Pledge at least $450 (USD) on Kickstarter to get a PrioVR dev kit as a reward. I wonder what gaming companies and console makers think of all these virtual reality hardware. The Omni VR treadmill in particular seems to be in direct competition with the PrioVR. I also find it hilarious that Nintendo, Sony and Microsoft seem to have given up on motion-controlled gaming when in fact they popularized it with their respective efforts, especially with the Wii and the Kinect. I guess they weren’t able to connect the dots to virtual reality. Perhaps no one really did until the Oculus Rift hit the scene.

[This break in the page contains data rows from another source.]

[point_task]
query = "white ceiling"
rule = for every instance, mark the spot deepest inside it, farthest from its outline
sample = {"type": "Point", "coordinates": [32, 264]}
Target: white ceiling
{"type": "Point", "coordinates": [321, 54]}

However, while the PrioVR and other VR hardware have immense potential, I think it’s safe to say that we’re still years away from seeing consumer versions of any of them. I think the manufacturers need to sort out who their partners will be and eventually release a complete package for consumers and game developers alike. They can’t expect us to buy various VR hardware separately without knowing which games they’ll work with. Remember, as of now these sensors and headsets are separate from PCs and consoles – you know, the machines that actually run games. If folks are already balking at the Xbox One’s price, imagine how they’ll react when they find out you have to shell out hundreds of dollars for a console or a gaming PC, $300 for the Oculus Rift and then $450 more for the sensors. Holy crap. A subscription-based cloud gaming setup – with free-to-play games – almost makes sense from my wallet’s perspective.